Après avoir publié le portrait de Gustave Courbet dans « La Claire Fontaine », David Bosc se penche sur la destinée de Sonia Araquistáin, une artiste disparue tragiquement.
L’histoire est troublante. Sonia Araquistáin, vingt-trois ans, se suicide en sautant par la fenêtre de sa chambre un matin de septembre 1945, entièrement dévêtue. Elle vivait avec son père, ambassadeur d’Espagne, à Queensway, Bayswater.
Qui était Sonia Araquistáin, cette artiste mystérieuse dont on a jamais entendu parler? Disparue prématurément, elle a laissé peu de traces. Quelques articles parus à l’époque des faits n’éclairent guère sur les tourments qui l’ont précipitée dans le vide et attribuent son geste fatal à… un déséquilibre mental. Une hérésie pour le poète surréaliste Georges Henein qui lui rend un hommage bouleversant « …Pour que cette femme déploie l’éventail de sa chute, pour qu’elle gifle à jamais l’indolence de l’espace, pour que de son beau visage de cristal brisé, elle épouse la terre ferme, creusez… »
Dans « Mourir et puis sauter sur son cheval », David Bosc creuse les rares indices pour nous raconter cette femme si singulière. A travers un journal imaginaire, il reconstitue les moments émouvants de sa brève vie d’artiste, invente ses notes de lectures, ses projets et croquis inachevés. Sonia, que seul l’art apaise nous parle de sa passion « dans le dessin aucun trait n’est premier. Il n’y a pas de point final. …» avant de détailler « j’ai commencé un nouveau portrait de papa dans son fauteuil, je n’ai fait que l’oreille,… et ce matin, j’ai compris que je ne dessinerai plus de visages. J’ai d’abord dédoublé l’oreille symétriquement, en papillon, en adoptant le rythme des circonvolutions de la chair et du cartilage ».
Sans se soucier de l’heure ou du temps qui passe, Sonia erre de plus en plus tard dans la nuit, dévalant les ruelles londoniennes, tourbillonnant au gré de ses envies comme exaltée par une soif de liberté inassouvie. Au détour d’un chemin, elle nous glisse quelques confidences sur ses amants comme ce jeune Hongrois qu’elle a écouté pendant des heures, se laissant envelopper par cette langue « aux propriétés de parfum ».
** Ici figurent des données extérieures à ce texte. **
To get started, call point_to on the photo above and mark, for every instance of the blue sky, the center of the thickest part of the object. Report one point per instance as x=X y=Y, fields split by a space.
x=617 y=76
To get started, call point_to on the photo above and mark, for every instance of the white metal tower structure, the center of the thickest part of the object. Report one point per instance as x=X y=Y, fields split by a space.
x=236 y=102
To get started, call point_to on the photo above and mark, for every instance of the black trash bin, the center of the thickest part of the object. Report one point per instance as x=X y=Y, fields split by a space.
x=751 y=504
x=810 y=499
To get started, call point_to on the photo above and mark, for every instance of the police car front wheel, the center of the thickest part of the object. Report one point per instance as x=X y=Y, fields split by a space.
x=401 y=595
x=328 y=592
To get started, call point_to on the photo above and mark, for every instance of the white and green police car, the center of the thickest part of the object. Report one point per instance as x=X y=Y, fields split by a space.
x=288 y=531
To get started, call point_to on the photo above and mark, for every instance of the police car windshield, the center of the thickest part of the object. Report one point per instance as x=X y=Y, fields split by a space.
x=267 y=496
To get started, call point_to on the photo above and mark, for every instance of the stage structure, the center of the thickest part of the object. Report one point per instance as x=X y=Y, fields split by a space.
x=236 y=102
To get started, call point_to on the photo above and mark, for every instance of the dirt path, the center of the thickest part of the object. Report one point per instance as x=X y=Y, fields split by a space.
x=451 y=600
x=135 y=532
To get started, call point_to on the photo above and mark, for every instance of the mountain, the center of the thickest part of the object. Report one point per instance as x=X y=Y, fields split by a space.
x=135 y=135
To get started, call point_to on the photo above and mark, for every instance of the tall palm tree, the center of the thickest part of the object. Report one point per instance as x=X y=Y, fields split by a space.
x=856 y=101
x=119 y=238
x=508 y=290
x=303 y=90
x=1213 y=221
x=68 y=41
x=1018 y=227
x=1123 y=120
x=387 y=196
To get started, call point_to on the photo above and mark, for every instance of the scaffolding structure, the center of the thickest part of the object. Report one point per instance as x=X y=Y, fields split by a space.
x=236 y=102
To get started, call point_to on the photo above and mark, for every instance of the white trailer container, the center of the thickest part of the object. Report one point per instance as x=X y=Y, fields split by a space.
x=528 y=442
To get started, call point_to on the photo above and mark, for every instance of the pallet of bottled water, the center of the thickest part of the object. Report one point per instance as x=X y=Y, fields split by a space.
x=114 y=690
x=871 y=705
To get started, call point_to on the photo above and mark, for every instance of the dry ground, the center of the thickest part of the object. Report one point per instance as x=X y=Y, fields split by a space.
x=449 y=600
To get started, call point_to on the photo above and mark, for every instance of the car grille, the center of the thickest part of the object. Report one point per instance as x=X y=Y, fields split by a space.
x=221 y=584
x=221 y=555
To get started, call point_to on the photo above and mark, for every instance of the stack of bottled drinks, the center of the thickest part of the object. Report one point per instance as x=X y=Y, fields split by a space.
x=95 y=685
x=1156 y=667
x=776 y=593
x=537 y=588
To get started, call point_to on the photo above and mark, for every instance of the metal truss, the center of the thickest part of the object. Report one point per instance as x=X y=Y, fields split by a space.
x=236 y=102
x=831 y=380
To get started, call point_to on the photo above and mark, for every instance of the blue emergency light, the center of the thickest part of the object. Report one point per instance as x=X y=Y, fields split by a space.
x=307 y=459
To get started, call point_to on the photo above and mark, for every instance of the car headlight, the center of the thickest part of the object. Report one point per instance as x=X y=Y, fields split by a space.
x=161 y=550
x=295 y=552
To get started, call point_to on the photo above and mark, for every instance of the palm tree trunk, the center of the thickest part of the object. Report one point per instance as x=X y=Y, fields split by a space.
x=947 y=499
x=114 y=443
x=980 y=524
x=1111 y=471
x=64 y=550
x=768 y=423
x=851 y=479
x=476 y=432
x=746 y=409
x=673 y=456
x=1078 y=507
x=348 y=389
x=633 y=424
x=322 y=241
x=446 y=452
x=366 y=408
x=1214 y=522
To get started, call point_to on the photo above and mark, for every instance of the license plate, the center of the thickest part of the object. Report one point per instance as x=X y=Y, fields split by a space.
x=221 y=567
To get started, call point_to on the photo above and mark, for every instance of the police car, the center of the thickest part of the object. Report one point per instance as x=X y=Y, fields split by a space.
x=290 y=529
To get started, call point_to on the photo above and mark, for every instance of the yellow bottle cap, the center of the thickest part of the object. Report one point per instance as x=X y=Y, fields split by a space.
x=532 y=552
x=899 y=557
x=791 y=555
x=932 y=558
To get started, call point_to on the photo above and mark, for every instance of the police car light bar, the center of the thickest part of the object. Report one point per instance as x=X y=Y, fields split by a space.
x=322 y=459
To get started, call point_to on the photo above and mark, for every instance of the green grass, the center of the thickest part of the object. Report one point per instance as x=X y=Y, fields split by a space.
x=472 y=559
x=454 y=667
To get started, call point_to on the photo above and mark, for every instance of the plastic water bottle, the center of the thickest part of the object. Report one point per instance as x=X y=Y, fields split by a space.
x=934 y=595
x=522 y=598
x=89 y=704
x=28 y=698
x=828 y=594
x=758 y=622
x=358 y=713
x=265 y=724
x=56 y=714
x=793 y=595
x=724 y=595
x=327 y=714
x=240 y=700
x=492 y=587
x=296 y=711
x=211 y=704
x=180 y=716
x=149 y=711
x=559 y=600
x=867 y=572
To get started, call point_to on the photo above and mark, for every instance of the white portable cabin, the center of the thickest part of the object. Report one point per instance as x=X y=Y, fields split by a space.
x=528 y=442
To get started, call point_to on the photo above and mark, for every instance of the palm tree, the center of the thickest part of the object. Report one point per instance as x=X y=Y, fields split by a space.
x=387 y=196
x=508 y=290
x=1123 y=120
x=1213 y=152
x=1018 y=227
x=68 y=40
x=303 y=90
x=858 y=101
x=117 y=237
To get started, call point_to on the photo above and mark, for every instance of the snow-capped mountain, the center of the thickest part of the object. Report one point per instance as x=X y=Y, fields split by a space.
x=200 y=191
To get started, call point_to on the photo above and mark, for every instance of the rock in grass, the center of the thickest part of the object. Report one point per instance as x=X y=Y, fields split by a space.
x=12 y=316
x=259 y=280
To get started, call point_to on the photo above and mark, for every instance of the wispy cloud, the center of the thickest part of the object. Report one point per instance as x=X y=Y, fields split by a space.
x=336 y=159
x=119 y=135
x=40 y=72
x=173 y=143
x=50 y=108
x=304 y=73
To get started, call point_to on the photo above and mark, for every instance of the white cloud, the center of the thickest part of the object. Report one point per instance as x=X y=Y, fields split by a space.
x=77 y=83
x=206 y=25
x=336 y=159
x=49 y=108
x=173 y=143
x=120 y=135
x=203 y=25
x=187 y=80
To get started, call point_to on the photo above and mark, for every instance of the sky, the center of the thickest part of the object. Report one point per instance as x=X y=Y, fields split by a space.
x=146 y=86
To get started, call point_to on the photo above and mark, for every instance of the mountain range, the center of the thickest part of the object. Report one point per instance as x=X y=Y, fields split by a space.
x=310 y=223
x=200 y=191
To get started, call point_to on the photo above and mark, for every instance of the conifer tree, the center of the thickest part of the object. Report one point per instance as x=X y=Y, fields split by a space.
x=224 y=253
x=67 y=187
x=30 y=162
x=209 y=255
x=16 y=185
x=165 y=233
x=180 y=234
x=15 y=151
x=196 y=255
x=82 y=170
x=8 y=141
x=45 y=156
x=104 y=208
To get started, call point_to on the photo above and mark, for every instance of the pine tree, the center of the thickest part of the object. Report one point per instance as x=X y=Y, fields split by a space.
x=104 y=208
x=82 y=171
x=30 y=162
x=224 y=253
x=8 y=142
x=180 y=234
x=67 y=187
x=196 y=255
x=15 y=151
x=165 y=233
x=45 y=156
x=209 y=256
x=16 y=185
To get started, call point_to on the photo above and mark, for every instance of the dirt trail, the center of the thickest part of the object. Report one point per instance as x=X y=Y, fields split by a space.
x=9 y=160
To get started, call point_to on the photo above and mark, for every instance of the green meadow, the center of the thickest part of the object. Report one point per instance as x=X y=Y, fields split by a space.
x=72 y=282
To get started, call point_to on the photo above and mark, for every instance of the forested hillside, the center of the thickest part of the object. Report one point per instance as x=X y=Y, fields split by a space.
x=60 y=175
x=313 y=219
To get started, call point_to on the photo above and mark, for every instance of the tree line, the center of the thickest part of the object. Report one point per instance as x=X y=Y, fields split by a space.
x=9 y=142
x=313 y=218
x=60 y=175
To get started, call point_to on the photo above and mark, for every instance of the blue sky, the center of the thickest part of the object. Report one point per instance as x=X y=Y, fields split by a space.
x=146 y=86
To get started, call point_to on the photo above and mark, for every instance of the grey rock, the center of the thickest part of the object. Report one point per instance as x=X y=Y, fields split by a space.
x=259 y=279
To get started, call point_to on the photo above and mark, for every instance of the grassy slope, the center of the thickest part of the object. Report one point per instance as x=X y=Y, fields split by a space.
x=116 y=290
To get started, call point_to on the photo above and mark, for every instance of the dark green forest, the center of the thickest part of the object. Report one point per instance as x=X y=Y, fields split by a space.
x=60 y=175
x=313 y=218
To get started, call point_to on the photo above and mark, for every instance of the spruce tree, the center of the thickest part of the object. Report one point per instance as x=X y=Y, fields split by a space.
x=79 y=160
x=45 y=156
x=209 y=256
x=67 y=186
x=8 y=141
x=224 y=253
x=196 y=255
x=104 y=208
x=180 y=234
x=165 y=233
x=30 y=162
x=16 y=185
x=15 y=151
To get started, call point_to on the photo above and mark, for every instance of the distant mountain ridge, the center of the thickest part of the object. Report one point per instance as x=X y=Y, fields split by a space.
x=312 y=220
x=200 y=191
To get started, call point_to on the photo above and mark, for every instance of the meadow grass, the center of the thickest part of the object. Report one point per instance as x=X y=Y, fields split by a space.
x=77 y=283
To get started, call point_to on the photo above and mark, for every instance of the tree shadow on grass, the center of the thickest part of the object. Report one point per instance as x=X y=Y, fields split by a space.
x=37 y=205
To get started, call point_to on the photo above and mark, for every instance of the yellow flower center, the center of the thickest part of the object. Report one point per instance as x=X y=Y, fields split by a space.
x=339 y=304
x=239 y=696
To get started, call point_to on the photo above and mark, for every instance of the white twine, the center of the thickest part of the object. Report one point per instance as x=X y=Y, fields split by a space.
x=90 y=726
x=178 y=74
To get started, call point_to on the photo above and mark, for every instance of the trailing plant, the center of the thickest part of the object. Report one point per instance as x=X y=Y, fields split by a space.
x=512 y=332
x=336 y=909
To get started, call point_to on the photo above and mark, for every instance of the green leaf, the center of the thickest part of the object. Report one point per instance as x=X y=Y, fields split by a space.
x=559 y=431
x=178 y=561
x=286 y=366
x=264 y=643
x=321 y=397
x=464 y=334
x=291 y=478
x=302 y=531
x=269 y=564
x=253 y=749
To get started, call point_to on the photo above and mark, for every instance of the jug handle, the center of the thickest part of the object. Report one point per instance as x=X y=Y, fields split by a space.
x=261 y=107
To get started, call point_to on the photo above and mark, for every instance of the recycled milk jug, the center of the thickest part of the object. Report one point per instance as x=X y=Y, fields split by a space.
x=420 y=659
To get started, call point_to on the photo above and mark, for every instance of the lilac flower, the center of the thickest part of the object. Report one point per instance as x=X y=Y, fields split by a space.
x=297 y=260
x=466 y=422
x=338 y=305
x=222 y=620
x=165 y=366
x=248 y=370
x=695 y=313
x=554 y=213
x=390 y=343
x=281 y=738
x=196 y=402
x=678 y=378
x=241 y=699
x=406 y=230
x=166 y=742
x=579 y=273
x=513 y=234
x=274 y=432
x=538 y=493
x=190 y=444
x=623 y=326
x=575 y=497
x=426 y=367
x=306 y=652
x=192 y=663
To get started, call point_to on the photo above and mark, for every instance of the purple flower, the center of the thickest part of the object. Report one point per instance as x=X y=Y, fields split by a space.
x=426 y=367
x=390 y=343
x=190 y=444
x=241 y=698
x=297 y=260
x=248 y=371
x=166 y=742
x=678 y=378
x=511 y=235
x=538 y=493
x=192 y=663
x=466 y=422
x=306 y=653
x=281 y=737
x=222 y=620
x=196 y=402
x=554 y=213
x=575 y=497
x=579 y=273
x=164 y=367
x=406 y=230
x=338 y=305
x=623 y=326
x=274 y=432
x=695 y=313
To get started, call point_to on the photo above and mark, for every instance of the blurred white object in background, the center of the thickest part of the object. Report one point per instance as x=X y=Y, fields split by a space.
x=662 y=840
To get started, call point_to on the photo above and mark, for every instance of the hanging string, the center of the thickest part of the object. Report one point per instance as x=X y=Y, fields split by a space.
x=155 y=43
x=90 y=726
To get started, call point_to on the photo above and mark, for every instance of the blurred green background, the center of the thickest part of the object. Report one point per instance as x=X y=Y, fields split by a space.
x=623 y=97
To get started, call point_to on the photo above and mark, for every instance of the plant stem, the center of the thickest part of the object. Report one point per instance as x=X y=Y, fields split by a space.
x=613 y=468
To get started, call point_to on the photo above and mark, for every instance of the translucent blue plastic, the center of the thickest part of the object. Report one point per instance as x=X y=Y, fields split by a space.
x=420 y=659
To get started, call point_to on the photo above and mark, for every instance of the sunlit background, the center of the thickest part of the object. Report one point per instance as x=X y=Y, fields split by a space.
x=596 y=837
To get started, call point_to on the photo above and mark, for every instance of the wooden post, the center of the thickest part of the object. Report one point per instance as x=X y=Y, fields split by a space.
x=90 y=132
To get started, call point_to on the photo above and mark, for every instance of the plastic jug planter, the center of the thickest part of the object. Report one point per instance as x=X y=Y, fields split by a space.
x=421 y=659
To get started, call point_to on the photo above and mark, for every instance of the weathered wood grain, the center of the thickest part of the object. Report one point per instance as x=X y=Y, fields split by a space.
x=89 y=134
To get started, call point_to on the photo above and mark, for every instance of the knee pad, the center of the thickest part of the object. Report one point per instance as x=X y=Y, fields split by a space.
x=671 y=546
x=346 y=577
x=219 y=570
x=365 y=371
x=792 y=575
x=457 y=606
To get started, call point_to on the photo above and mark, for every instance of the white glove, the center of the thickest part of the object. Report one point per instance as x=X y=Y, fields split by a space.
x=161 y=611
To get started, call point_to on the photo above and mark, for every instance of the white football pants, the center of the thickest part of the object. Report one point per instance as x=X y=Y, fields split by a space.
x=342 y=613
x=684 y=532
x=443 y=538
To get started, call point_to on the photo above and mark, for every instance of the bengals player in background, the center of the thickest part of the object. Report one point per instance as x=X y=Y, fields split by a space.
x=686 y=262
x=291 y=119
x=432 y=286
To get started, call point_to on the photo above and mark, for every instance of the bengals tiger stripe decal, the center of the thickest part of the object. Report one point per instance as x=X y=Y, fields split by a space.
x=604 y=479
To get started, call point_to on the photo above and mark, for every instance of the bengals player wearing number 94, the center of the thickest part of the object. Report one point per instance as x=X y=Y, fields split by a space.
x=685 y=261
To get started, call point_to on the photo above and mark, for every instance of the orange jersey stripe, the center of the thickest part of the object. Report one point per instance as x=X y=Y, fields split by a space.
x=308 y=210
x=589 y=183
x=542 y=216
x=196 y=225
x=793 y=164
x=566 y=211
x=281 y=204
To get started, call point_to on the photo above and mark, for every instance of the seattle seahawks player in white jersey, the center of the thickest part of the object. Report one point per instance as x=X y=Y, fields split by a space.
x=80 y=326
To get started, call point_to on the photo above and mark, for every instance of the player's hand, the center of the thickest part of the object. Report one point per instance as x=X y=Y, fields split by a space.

« Je ne sais à peu près rien de la vraie Sonia, Sonia Araquistáin, des bribes, ce ne sont ici que fantaisies.… » reconnaît David Bosc. La vraie Sonia est pourtant bien présente. Une photo d’elle, à la dernière du livre, nous montre une jeune femme aux traits harmonieux, un beau visage pâle, des yeux qu’elle aurait aimé bleus. La tête légèrement baissée, elle sourit. Une belle fin pour ce roman brillant et intense.
David Bosc est né en France et vit à Lausanne depuis de nombreuses années. Il a également brossé le portrait de Gustave Courbet, « La Claire Fontaine » publié en 2013 , sélectionné pour le Prix Goncourt et lauréat du Prix Marcel-Aymé, du Prix Fédéral de littérature et du Prix Thyde Monnier de la SGDL.